Sql-server – SQL Server one-to-many and index fragmentation

entity-frameworkfragmentationsql serversql-server-2016

I'm currently writing code to update an entities child collection (one-to-many relationship), and while thinking about how to write code to determine which entities have been added/removed/modified, I realized that not only is it easier to just recreate the whole list, but probably better for SQL server performance?

Let's say I have a table Student with a one-to-many relationship to Course, and I have there 2 courses Math and Physics, with primary keys 1 and 2 respectively, and obviously a foreign key to Student which is 1.

If I one day decide to update the first course, remove the other, and add a new one, I would end up with the following entities

  • Math (upated), primary key is: 1
  • Physics (deleted), primary key was: 2
  • History (added), primary key is: 5000

Now the 2 courses are no longer next to each other, and this probably causes big performance problems in the long run since my keys are now fragmented, is this correct?

A related question is whether I should have a primary key on the Course table at all? I usually add it by default to all of my (except association) tables, but in this case I never query courses individually, but always in the context of a student. Does it make sense to keep the primary key, even if I know I'll never reference it from anywhere? Would the lack of a primary key hurt performance?

EDIT: I've decided to keep the primary key, in-case in the future I do need to query this child table without the parent.

My primary keys are integers and have a clustered index (default on SQL Server) and I'm using SQL Server 2016, and Entity Framework 6 as my ORM.

UPDATE:

Here's my CREATE TABLE from SSMS. I'm using EF Code-First so I didn't write any of this by hand.
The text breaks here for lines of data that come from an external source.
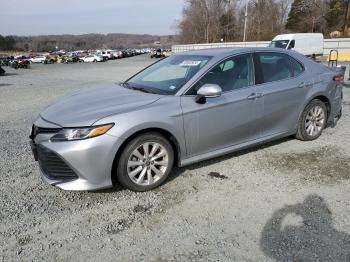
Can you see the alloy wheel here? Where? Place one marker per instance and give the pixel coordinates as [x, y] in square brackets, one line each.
[315, 120]
[147, 163]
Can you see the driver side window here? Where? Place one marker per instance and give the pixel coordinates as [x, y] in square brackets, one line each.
[234, 73]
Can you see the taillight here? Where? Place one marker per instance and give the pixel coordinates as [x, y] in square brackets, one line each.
[338, 78]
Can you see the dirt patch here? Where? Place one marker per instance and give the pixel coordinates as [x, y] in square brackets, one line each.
[217, 175]
[327, 164]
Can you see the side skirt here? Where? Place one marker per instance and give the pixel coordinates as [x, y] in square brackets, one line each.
[230, 149]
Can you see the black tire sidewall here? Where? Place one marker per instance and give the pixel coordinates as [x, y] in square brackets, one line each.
[302, 131]
[122, 175]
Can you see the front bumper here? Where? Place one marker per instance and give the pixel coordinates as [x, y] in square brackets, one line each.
[76, 165]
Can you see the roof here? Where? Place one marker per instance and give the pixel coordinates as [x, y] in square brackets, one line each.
[222, 52]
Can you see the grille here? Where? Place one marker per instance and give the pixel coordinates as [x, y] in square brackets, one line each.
[38, 130]
[53, 166]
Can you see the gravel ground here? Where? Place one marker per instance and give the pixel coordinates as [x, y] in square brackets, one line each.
[284, 201]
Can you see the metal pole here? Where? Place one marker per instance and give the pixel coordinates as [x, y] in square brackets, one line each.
[346, 22]
[245, 20]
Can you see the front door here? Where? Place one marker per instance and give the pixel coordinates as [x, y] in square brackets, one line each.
[226, 120]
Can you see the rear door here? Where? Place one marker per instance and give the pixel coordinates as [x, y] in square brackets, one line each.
[284, 84]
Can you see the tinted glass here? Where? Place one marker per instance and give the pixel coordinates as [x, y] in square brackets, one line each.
[296, 67]
[274, 67]
[168, 75]
[234, 73]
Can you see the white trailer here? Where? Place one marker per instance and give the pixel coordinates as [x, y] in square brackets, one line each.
[308, 44]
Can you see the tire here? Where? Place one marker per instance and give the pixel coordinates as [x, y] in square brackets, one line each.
[314, 117]
[142, 175]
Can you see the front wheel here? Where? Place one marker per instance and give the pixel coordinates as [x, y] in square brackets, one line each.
[313, 120]
[146, 162]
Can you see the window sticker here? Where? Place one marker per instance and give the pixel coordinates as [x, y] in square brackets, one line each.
[190, 63]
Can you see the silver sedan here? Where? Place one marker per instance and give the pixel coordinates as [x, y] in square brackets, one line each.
[183, 109]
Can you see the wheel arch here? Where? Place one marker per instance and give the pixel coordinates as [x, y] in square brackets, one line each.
[167, 134]
[325, 100]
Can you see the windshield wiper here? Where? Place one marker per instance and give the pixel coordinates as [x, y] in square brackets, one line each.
[142, 89]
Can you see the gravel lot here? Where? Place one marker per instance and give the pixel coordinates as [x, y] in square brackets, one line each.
[284, 201]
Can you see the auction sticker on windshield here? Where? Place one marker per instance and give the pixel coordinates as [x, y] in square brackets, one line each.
[190, 63]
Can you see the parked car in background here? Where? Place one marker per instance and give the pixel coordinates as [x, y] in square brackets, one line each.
[92, 58]
[157, 53]
[186, 108]
[38, 59]
[308, 44]
[167, 53]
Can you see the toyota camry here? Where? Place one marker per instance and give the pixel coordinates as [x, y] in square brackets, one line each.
[183, 109]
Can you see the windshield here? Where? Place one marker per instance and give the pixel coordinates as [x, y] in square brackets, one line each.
[280, 44]
[168, 75]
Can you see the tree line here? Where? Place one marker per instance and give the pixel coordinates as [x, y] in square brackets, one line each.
[206, 21]
[46, 43]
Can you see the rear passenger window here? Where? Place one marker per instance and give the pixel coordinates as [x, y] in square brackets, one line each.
[274, 67]
[296, 67]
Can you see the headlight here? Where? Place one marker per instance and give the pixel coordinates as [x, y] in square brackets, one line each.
[71, 134]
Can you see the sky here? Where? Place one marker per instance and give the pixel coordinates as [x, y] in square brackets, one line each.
[37, 17]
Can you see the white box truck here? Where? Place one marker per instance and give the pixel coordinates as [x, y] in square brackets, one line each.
[308, 44]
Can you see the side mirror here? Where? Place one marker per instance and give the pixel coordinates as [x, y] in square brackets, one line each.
[291, 45]
[208, 90]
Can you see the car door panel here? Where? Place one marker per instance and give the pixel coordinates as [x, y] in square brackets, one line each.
[284, 84]
[281, 105]
[221, 122]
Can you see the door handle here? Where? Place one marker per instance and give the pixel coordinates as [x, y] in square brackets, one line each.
[303, 85]
[254, 96]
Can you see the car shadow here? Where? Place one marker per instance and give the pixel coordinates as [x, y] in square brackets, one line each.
[313, 238]
[9, 74]
[180, 170]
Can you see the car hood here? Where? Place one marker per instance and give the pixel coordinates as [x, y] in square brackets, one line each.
[88, 106]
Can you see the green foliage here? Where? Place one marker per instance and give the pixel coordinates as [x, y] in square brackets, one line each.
[336, 14]
[7, 43]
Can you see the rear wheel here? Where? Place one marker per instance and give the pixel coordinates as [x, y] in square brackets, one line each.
[146, 162]
[313, 120]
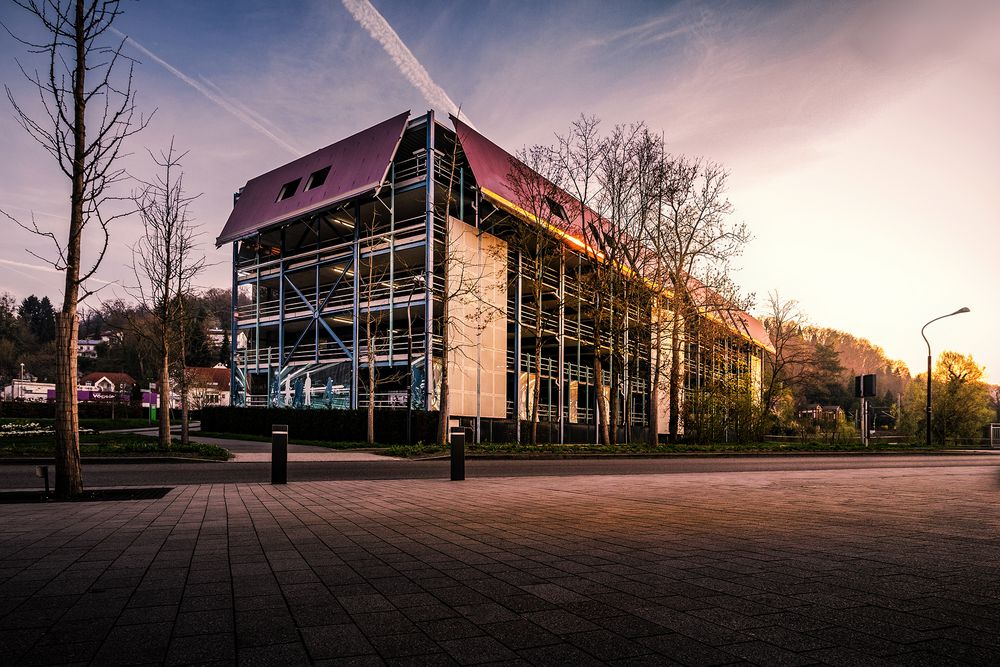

CREATE TABLE [dbo].[Courses](
    [Id] [int] IDENTITY(1,1) NOT NULL,
    [Description] [nvarchar](max) NOT NULL,
    [StudentId] [uniqueidentifier] NOT NULL,
    [Fk1Id] [int] NOT NULL,
    [Fk2Id] [int] NOT NULL,
    [Fk3Id] [int] NULL,
 CONSTRAINT [PK_dbo.Courses] PRIMARY KEY CLUSTERED 
 (
     [Id] ASC
 )WITH (PAD_INDEX = OFF, STATISTICS_NORECOMPUTE = OFF, IGNORE_DUP_KEY = OFF, ALLOW_ROW_LOCKS = ON, ALLOW_PAGE_LOCKS = ON) ON [PRIMARY]
 ) ON [PRIMARY] TEXTIMAGE_ON [PRIMARY]
GO

ALTER TABLE [dbo].[Courses]  WITH CHECK ADD  CONSTRAINT [FK_dbo.Courses_dbo.Students_StudentId] FOREIGN KEY([StudentId])
REFERENCES [dbo].[Students] ([Id])
GO

ALTER TABLE [dbo].[Courses] CHECK CONSTRAINT [FK_dbo.Courses_dbo.Students_StudentId]
GO
--Omitted other alter tables for Fk1Id,Fk2Id, and Fk3Id

StudentId is the foreign key that I will always use to fetch these rows, they are not relevant in any other context (at least for now).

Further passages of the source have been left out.